Professor Burgess is based in Bristol’s School of Economics. A former Faculty Research Dean for the Faculty of Social Sciences and Law, he is an applied economist, interested in data, evidence and policy. Over the last 20 years he has used the tools of economic analysis to study education including the behaviour and outcomes of pupils, teachers and schools in order to improve policy for better outcomes.
From 2004 to 2014 he was Director of The Centre for Market and Public Organisation (CMPO), an ESRC-funded research centre, and The Centre for Understanding Behaviour Change (CUBeC) from 2010 to 2014, which was funded by the Department for Education.
Professor Burgess said: “I am very happy and honoured to be elected a Fellow of the British Academy. I very much appreciate the distinction of being asked to join such a prestigious intellectual institution. Almost all of my research has been conducted with co-researchers and the honour is shared with them.”

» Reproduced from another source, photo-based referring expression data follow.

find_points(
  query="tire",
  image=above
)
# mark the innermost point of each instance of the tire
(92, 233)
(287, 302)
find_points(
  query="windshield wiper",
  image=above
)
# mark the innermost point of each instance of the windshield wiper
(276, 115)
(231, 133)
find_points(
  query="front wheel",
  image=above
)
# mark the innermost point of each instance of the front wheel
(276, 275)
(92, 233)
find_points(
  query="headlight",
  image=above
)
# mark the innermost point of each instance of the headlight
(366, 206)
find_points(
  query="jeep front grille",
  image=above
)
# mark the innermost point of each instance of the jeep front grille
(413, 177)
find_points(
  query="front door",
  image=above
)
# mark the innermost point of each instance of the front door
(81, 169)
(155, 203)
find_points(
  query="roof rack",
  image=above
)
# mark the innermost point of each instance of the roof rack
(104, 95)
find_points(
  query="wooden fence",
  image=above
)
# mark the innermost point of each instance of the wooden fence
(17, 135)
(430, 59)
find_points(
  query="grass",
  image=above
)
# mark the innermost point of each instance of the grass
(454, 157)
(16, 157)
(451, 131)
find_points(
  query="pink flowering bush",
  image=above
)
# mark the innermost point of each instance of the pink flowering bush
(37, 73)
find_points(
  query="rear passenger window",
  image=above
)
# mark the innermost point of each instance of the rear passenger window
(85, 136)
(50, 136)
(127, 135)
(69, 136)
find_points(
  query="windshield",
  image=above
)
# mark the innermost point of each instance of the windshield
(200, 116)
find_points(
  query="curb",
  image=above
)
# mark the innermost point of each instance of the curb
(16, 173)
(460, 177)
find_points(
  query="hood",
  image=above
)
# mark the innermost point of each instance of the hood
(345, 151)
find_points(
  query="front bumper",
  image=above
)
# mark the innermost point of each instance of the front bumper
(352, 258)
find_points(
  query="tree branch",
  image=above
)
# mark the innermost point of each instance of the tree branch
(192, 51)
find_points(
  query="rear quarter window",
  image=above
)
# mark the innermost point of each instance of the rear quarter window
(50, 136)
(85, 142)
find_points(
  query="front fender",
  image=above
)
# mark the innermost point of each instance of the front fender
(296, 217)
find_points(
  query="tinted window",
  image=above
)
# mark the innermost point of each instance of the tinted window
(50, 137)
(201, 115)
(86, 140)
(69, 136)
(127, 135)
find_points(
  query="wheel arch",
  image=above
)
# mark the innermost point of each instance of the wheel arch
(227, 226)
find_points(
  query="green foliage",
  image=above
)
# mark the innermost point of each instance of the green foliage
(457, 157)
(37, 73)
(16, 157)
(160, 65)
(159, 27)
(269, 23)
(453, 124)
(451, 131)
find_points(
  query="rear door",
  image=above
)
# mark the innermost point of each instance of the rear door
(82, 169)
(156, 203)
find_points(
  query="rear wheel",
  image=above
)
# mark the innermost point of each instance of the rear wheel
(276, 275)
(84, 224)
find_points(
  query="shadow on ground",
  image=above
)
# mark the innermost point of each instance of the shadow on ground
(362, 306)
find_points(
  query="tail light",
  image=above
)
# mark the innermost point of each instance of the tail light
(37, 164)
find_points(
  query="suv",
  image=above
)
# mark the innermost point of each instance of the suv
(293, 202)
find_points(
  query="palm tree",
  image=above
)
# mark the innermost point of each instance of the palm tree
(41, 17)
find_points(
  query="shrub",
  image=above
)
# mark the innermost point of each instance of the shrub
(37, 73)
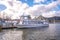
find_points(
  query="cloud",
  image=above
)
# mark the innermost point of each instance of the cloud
(46, 10)
(15, 10)
(37, 1)
(18, 8)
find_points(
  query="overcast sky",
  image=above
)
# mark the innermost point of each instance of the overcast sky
(15, 8)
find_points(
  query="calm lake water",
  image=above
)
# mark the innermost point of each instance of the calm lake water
(45, 33)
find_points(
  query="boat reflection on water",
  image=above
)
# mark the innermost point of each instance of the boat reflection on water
(27, 22)
(46, 33)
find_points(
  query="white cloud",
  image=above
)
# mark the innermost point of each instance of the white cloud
(19, 8)
(37, 1)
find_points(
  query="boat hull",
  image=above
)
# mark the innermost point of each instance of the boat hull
(31, 25)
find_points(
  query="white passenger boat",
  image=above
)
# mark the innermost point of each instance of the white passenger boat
(27, 22)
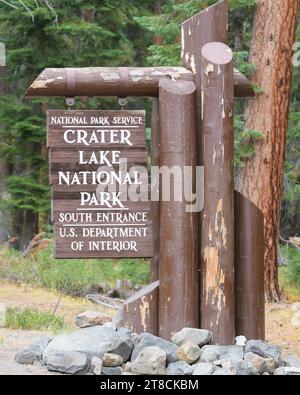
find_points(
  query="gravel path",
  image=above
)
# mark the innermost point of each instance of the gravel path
(10, 343)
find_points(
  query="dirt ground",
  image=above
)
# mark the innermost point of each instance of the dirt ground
(279, 329)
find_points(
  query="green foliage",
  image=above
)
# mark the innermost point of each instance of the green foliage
(31, 319)
(72, 277)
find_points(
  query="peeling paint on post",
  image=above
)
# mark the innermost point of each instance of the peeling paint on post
(217, 233)
(249, 266)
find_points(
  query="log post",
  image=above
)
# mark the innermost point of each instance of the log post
(140, 310)
(249, 267)
(178, 292)
(114, 81)
(217, 233)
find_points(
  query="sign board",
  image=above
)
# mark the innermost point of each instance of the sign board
(99, 180)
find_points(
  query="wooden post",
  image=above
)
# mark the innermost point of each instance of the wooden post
(114, 81)
(249, 266)
(178, 300)
(217, 233)
(140, 310)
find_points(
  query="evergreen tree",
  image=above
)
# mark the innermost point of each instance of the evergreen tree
(41, 34)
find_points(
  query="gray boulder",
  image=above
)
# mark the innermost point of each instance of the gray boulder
(264, 350)
(112, 360)
(201, 337)
(239, 368)
(96, 366)
(179, 369)
(94, 341)
(124, 346)
(286, 371)
(67, 362)
(213, 353)
(203, 369)
(25, 357)
(2, 314)
(150, 361)
(148, 340)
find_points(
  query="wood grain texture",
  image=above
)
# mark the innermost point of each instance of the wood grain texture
(178, 271)
(217, 230)
(140, 310)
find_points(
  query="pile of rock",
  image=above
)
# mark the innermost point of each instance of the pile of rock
(106, 350)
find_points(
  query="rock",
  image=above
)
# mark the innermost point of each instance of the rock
(150, 361)
(112, 360)
(203, 369)
(241, 341)
(124, 346)
(2, 314)
(67, 362)
(112, 371)
(262, 365)
(38, 346)
(96, 366)
(296, 320)
(91, 318)
(200, 337)
(94, 341)
(213, 353)
(264, 350)
(25, 357)
(222, 372)
(292, 362)
(148, 340)
(296, 306)
(286, 371)
(179, 368)
(188, 352)
(239, 368)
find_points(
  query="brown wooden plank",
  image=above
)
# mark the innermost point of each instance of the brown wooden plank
(249, 269)
(178, 271)
(107, 81)
(140, 310)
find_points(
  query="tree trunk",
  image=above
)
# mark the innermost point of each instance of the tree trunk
(261, 180)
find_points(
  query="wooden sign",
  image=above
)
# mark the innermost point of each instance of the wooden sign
(99, 180)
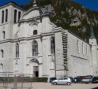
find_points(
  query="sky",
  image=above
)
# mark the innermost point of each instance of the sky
(91, 4)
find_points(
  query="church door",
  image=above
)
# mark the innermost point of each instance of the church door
(36, 71)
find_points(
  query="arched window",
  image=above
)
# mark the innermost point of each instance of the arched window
(35, 32)
(52, 45)
(17, 50)
(2, 53)
(19, 15)
(2, 16)
(6, 17)
(15, 16)
(3, 34)
(34, 48)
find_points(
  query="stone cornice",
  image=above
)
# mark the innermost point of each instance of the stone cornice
(30, 38)
(34, 18)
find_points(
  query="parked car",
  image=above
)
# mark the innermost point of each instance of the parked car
(72, 79)
(64, 80)
(51, 79)
(87, 80)
(95, 79)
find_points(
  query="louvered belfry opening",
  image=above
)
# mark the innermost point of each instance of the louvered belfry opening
(64, 40)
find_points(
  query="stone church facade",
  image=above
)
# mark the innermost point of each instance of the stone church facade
(31, 44)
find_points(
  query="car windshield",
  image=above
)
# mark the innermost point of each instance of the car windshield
(60, 78)
(87, 77)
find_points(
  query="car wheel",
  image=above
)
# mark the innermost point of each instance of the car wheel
(68, 83)
(55, 83)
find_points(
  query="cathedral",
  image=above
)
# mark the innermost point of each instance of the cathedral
(31, 44)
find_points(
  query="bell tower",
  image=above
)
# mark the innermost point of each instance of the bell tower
(92, 39)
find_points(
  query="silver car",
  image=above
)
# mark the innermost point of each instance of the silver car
(64, 80)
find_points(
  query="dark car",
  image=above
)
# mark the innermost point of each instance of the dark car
(72, 79)
(52, 78)
(87, 79)
(95, 79)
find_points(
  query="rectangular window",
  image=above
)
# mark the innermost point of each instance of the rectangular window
(2, 16)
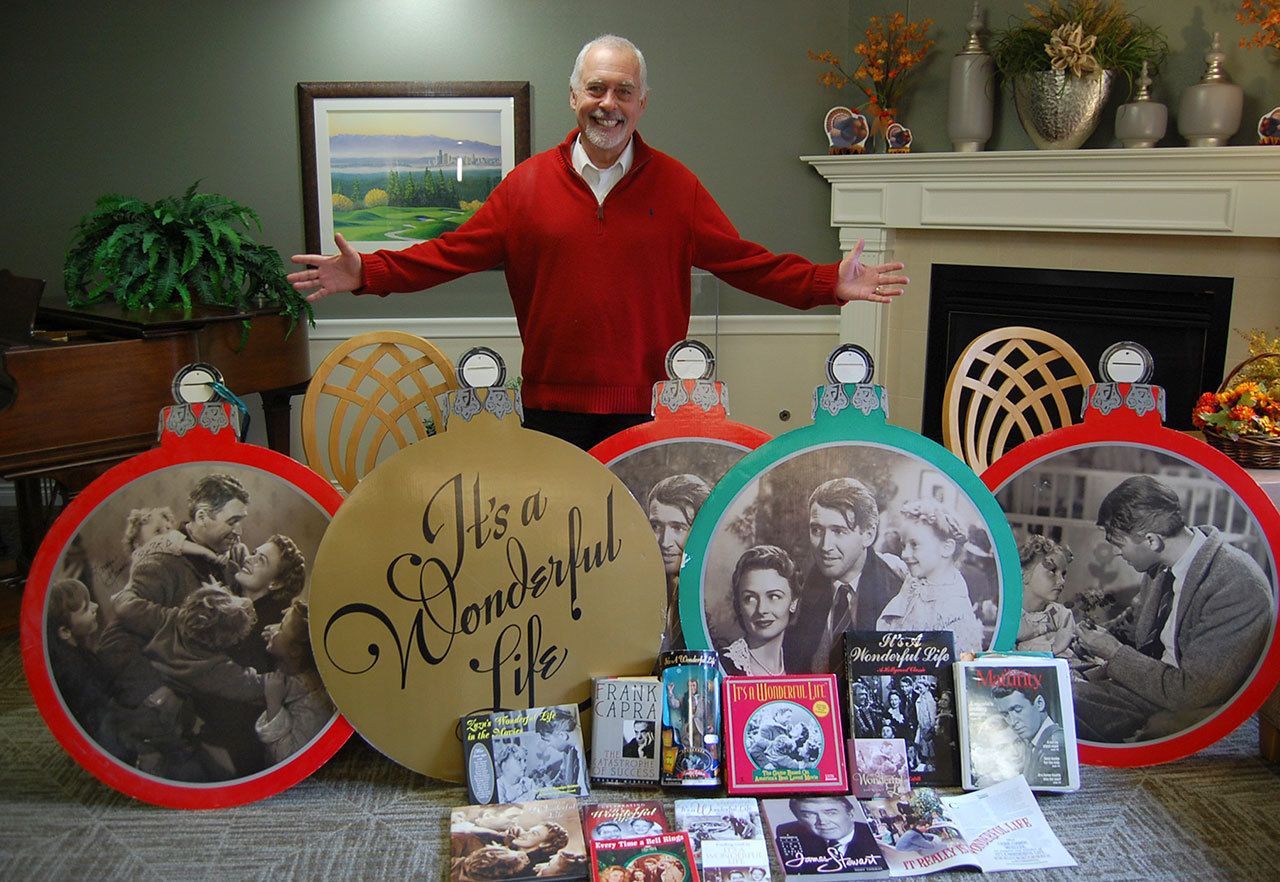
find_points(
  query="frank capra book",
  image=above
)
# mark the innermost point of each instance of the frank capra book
(900, 686)
(784, 735)
(538, 840)
(520, 755)
(690, 718)
(1018, 720)
(625, 722)
(663, 858)
(616, 821)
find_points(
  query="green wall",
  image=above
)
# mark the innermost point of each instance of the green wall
(145, 96)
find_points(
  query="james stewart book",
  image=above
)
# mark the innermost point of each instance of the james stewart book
(823, 836)
(1018, 720)
(663, 858)
(539, 840)
(732, 819)
(900, 686)
(519, 755)
(690, 718)
(877, 767)
(616, 821)
(784, 735)
(626, 716)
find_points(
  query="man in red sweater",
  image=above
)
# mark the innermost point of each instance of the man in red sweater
(598, 237)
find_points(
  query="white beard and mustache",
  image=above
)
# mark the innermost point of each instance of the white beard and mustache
(607, 137)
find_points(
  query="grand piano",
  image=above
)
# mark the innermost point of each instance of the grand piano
(82, 389)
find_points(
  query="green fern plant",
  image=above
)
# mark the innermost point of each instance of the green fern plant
(176, 252)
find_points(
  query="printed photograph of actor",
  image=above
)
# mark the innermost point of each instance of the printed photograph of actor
(671, 480)
(1151, 577)
(869, 552)
(177, 624)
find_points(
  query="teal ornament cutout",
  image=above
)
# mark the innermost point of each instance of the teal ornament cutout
(763, 499)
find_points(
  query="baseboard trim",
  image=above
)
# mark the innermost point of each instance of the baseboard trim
(504, 328)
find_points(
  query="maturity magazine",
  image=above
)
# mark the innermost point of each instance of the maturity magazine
(1019, 720)
(900, 686)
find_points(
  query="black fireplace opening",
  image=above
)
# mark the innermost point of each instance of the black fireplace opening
(1183, 320)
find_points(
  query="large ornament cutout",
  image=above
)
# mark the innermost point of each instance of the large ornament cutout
(1151, 569)
(488, 567)
(159, 630)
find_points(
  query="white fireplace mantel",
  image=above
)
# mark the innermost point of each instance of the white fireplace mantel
(1175, 191)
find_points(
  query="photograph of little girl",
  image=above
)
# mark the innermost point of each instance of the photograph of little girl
(845, 537)
(1151, 577)
(176, 624)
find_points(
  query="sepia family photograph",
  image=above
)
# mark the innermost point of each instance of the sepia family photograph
(1151, 577)
(176, 624)
(845, 537)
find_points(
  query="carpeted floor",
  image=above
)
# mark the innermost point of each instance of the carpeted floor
(1215, 816)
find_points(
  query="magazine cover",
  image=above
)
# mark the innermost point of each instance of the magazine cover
(900, 686)
(616, 821)
(536, 753)
(625, 720)
(823, 836)
(1018, 721)
(735, 860)
(663, 858)
(690, 718)
(877, 767)
(784, 734)
(517, 841)
(718, 821)
(997, 828)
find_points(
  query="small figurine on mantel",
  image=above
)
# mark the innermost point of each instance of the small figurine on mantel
(846, 132)
(899, 138)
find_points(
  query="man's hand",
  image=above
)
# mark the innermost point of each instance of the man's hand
(856, 280)
(1098, 643)
(333, 273)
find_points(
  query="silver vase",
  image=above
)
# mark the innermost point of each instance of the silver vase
(1060, 110)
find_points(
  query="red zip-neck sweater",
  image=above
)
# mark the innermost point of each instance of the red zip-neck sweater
(600, 291)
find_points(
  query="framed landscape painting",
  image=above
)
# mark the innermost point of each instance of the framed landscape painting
(392, 164)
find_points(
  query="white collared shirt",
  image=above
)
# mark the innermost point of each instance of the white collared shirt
(1168, 635)
(602, 181)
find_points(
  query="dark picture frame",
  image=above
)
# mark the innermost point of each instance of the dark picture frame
(460, 109)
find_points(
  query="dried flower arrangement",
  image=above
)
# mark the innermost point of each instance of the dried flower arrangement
(890, 49)
(1265, 14)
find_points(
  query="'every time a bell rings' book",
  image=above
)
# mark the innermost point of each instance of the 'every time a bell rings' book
(784, 735)
(626, 716)
(1018, 718)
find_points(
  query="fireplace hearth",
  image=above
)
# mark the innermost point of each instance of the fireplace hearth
(1182, 319)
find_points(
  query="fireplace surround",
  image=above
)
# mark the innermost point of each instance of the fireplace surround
(1180, 210)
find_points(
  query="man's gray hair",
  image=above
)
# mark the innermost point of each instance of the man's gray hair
(611, 41)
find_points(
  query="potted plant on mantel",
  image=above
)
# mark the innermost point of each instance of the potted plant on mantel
(1061, 60)
(176, 255)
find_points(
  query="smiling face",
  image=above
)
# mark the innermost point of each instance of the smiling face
(828, 818)
(1043, 581)
(670, 525)
(609, 103)
(924, 552)
(1024, 716)
(839, 547)
(764, 604)
(219, 530)
(260, 570)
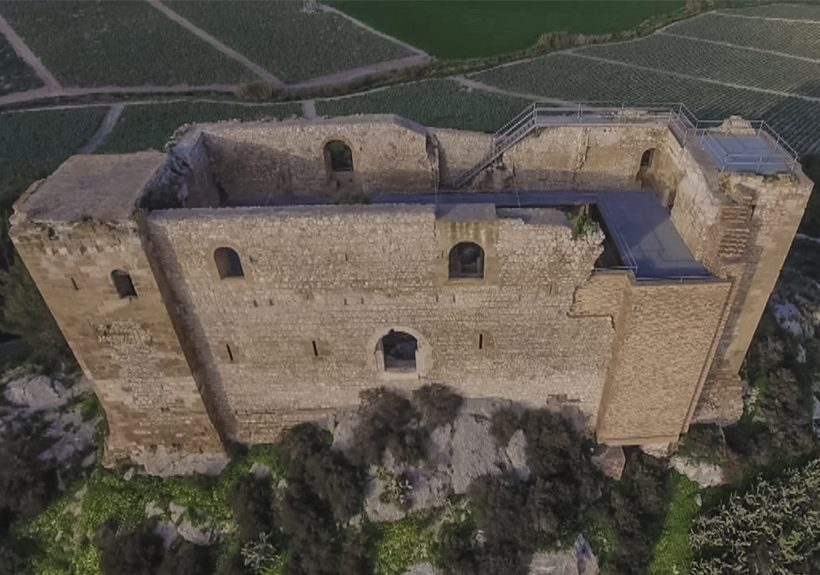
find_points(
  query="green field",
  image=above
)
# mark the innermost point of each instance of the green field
(441, 103)
(33, 144)
(572, 78)
(456, 29)
(145, 126)
(796, 38)
(292, 44)
(15, 75)
(117, 43)
(723, 63)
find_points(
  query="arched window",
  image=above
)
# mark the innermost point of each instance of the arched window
(466, 261)
(647, 157)
(338, 156)
(123, 284)
(228, 263)
(399, 350)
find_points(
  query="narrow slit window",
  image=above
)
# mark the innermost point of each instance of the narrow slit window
(228, 263)
(123, 284)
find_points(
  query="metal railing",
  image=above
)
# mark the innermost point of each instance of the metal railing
(686, 127)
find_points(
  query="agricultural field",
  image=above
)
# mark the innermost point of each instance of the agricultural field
(33, 144)
(15, 75)
(92, 44)
(723, 63)
(776, 10)
(146, 126)
(291, 43)
(456, 29)
(440, 103)
(796, 38)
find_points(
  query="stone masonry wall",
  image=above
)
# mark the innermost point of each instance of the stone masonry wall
(342, 277)
(127, 347)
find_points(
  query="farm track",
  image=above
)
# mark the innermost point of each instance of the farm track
(261, 72)
(106, 126)
(25, 53)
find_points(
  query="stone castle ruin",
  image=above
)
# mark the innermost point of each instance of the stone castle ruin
(262, 274)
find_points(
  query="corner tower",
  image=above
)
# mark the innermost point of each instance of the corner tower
(78, 233)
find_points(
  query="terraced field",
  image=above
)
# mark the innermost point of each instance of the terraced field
(441, 103)
(713, 80)
(117, 43)
(146, 126)
(292, 44)
(722, 63)
(15, 75)
(796, 38)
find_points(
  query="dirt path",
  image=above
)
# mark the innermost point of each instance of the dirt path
(40, 93)
(355, 73)
(227, 50)
(691, 77)
(481, 86)
(739, 47)
(28, 56)
(105, 128)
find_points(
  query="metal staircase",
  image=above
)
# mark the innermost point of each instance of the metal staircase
(540, 115)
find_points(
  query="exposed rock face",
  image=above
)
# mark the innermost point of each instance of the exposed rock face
(458, 453)
(703, 473)
(576, 561)
(611, 462)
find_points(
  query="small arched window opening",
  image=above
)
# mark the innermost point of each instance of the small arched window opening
(646, 158)
(123, 284)
(399, 350)
(228, 263)
(338, 156)
(466, 261)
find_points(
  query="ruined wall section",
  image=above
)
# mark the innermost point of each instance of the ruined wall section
(266, 163)
(341, 277)
(560, 157)
(127, 347)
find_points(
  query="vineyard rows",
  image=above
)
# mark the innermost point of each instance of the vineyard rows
(572, 78)
(734, 65)
(795, 11)
(797, 38)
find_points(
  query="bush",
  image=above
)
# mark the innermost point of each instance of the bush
(772, 528)
(24, 313)
(387, 421)
(437, 404)
(137, 552)
(309, 459)
(185, 558)
(251, 501)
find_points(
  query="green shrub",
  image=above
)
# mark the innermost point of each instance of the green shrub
(772, 528)
(387, 420)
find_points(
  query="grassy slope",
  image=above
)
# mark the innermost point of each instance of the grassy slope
(441, 103)
(33, 144)
(15, 75)
(672, 552)
(117, 43)
(144, 126)
(290, 43)
(456, 29)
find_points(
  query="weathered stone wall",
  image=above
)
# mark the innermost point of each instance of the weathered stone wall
(560, 157)
(126, 346)
(267, 162)
(344, 276)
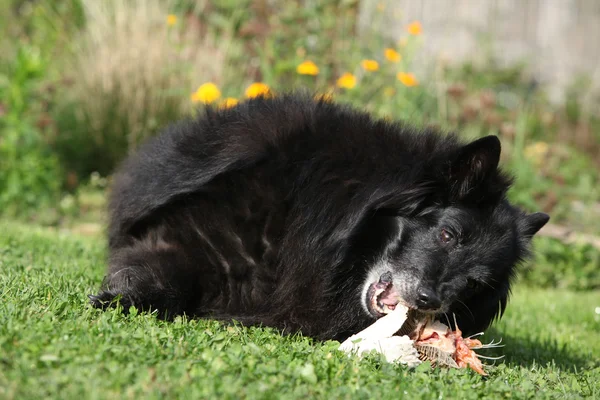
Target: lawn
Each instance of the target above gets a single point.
(53, 345)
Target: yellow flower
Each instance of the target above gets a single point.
(228, 102)
(258, 89)
(325, 97)
(206, 93)
(414, 28)
(347, 81)
(407, 79)
(392, 55)
(370, 65)
(171, 19)
(307, 68)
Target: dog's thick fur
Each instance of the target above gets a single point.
(284, 212)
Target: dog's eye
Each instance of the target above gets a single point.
(446, 236)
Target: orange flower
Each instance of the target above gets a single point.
(258, 89)
(414, 28)
(307, 68)
(206, 93)
(228, 102)
(392, 55)
(171, 19)
(370, 65)
(407, 79)
(346, 81)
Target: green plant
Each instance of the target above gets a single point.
(53, 345)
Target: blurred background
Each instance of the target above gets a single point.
(83, 82)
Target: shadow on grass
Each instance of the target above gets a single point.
(530, 351)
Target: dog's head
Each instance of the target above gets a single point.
(458, 252)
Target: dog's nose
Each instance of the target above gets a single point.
(386, 277)
(427, 299)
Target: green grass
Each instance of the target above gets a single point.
(52, 345)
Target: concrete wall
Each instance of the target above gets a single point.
(559, 38)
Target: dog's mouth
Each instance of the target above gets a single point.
(382, 296)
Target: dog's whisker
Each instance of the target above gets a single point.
(468, 309)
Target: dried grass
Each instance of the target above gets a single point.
(133, 73)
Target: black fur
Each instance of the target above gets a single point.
(282, 211)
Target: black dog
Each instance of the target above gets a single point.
(309, 216)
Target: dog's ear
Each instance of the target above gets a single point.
(530, 224)
(473, 164)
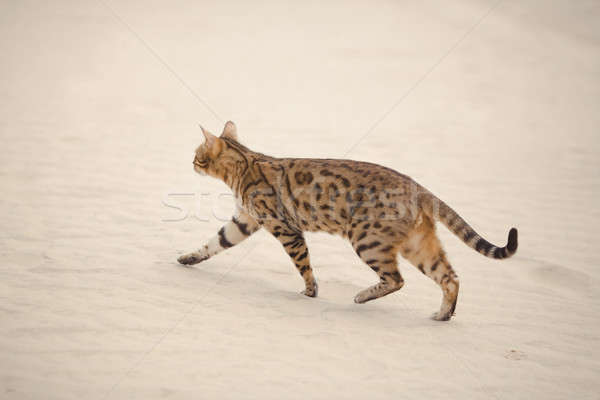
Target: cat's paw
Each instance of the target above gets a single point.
(439, 316)
(191, 258)
(311, 292)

Professor Rigg, who is based in the School of Geographical Sciences, studies agrarian change in Asia, working with farming households in Thailand, Laos, Vietnam, Sri Lanka and Nepal to understand what they do, and why, in the context of deep and rapid social, economic and environmental transformation.
Just this month he returned from Thailand where he is tracking households in two communities in the province of Mahasarakham in the north-eastern region, that he first visited some four decades ago. Earlier panel restudies in these communities were supported by the British Academy.
Professor Rigg was one of the first recipients of a British Academy Postdoctoral Fellowship in 1986, which he held at the School of Oriental & African Studies and has therefore been indebted to the Academy from the very start of his academic career. He has since received several research grants from the Academy.
He said: “To be elected a Fellow of the British Academy and joining such an eminent group of scholars is an honour. I couldn’t be more delighted.”
Founded in 1902, the British Academy is the UK’s national academy for the humanities and social sciences.
It is a Fellowship of over 1,600 of the leading minds in these subjects from the UK and overseas. Current Fellows include the classicist Professor Dame Mary Beard, the historian Professor Sir Simon Schama and philosopher Professor Baroness Onora O’Neill, while previous Fellows include Dame Frances Yates, Sir Winston Churchill, Seamus Heaney and Beatrice Webb.
The Academy is also a funding body for research, nationally and internationally, and a forum for debate and engagement.
Welcoming the Fellows, the President of the British Academy, Professor Julia Black, said: “I am delighted to welcome these distinguished and pioneering scholars to our Fellowship. I am equally delighted that we have so many new female Fellows.
“While I hope this means that the tide is finally turning for women in academia, there is still much to do to make the research world diverse and open to all.
“With our new Fellows’ expertise and insights, the Academy is better placed than ever to open new seams of knowledge and understanding and to enhance the wellbeing and prosperity of societies around the world. I congratulate each of our new Fellows on their achievement and look forward to working with them.”